Wie im wirtschaftlichen, so stellt sich auch im politischen Sektor die Frage der Deregulierung. Politische Bildung, öffentliche Information leisten Medien im Grunde bestens und sie finanzieren sich privatwirtschaftlich nach dem Prinzip von Angebot und Nachfrage. Es ist überflüssig, die Bürger zusätzlich mit staatlich subventionierter Parteipropaganda zu desinformieren. Es hätte auch niemand etwas gegen eine lineare Abrüstung unsinniger und monströser Wahlkampfschlachten einzuwenden, bei denen tonnenweise Altpapier produziert und die Straßen verschandelt werden.

Wie der Parteienkritiker Hans-Herbert von Arnim richtig festgestellt hat, so haben die Parteien sich "den Staat zur Beute" gemacht. Die Parteien müssen also durch öffentlichen Druck systematisch in ihrem Einfluß zurückgedrängt, ihre Finanzmittel beschnitten, ihre Befugnisse eingeschränkt oder gestrichen werden. Demgegenüber müssen die Bürgerrechte, die Möglichkeiten direkter Demokratie und politischer Mitwirkung ohne Umwege ausgebaut, die Unabhängigkeit des frei gewählten Abgeordneten gestärkt werden.

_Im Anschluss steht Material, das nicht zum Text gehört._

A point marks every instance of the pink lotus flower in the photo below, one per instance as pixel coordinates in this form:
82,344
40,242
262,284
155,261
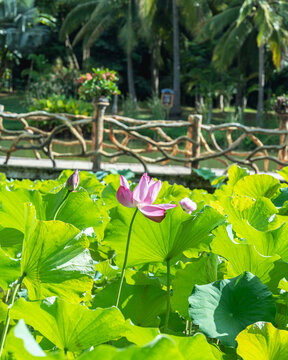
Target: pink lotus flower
142,197
188,205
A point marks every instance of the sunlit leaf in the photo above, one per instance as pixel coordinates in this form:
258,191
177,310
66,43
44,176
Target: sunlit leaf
55,259
154,242
71,327
263,341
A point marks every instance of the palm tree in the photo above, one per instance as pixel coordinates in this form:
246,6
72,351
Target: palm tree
21,28
95,16
237,23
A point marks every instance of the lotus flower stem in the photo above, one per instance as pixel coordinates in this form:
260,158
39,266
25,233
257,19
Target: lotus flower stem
168,297
7,321
61,205
125,258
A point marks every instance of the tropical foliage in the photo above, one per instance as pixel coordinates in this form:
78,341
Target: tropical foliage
63,246
102,82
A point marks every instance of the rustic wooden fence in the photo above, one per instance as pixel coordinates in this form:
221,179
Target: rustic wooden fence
150,142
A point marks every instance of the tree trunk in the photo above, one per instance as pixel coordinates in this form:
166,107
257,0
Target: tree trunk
261,83
131,87
3,61
221,103
155,69
72,54
176,110
86,53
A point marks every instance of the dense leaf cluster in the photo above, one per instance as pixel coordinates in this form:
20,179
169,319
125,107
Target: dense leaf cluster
61,261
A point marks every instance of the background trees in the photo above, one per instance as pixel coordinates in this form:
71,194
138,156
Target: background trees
210,52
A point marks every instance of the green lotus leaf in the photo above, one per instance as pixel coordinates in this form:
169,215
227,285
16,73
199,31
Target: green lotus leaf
171,347
281,319
12,207
283,284
224,308
255,222
71,327
3,311
153,242
162,345
20,344
284,173
55,259
263,341
200,271
141,303
139,335
244,257
106,269
78,209
9,270
256,186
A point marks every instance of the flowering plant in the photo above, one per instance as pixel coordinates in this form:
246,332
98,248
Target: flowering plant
101,82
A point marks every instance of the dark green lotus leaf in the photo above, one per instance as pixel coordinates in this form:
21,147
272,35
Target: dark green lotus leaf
224,308
263,341
12,207
71,327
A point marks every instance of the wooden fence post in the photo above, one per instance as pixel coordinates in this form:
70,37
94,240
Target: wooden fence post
97,130
196,137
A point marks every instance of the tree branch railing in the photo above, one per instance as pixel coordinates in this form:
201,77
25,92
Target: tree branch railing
150,142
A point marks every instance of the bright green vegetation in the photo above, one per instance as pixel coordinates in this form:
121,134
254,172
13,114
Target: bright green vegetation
214,54
60,278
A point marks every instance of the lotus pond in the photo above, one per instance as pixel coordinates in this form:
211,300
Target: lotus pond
85,275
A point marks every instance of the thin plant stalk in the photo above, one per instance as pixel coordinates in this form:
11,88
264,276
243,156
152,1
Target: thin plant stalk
125,258
61,204
168,296
7,321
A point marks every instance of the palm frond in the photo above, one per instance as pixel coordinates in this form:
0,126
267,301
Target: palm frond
76,17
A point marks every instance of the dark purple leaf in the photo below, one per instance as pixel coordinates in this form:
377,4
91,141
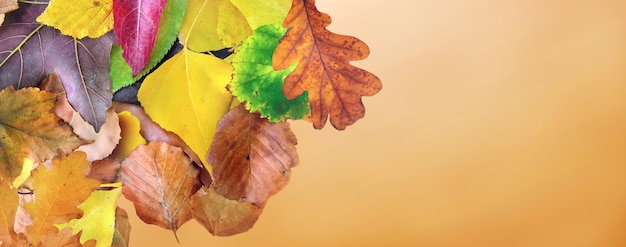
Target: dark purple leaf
135,26
30,51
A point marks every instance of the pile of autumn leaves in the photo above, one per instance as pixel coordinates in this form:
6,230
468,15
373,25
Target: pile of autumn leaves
190,150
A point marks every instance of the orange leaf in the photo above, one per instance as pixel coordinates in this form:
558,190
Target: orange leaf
221,216
58,190
64,238
8,207
28,129
251,157
159,179
335,87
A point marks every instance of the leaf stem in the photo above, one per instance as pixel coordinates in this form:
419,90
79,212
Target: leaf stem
21,44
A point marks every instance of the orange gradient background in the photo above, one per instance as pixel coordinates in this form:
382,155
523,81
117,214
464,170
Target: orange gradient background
501,123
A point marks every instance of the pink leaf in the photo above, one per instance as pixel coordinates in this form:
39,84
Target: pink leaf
135,24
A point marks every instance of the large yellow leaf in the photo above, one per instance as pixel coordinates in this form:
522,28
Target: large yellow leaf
98,221
187,95
259,13
79,18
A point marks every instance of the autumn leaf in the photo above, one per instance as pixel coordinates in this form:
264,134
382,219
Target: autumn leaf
232,26
7,6
222,216
30,51
64,238
187,95
169,24
159,179
335,87
258,84
136,25
8,207
98,221
58,191
251,157
29,129
79,18
121,236
260,13
150,131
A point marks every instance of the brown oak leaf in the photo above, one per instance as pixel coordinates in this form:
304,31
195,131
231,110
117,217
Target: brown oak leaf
159,179
57,191
28,129
222,216
251,157
335,87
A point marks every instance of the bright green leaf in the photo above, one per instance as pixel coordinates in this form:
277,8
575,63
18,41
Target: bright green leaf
98,221
258,84
187,95
79,18
171,20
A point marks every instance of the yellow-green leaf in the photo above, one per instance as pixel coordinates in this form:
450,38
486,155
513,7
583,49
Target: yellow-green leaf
98,221
187,95
259,13
79,18
232,26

Die Zukunft der CDU liegt im Ungewissen. Die Strafzahlungen, die der Bundestag hoffentlich kräftig veranschlagen wird, werden die Partei schwächen. Sie werden aber diejenigen in der Union stärken, die Abschied nehmen wollen von der Okkupation des Gemeinwesens durch bevormundende Parteien und die für eine freiheitliche Reform und Stärkung der durch Repräsentationsdefizite geschwächten parlamentarischen Demokratie eintreten.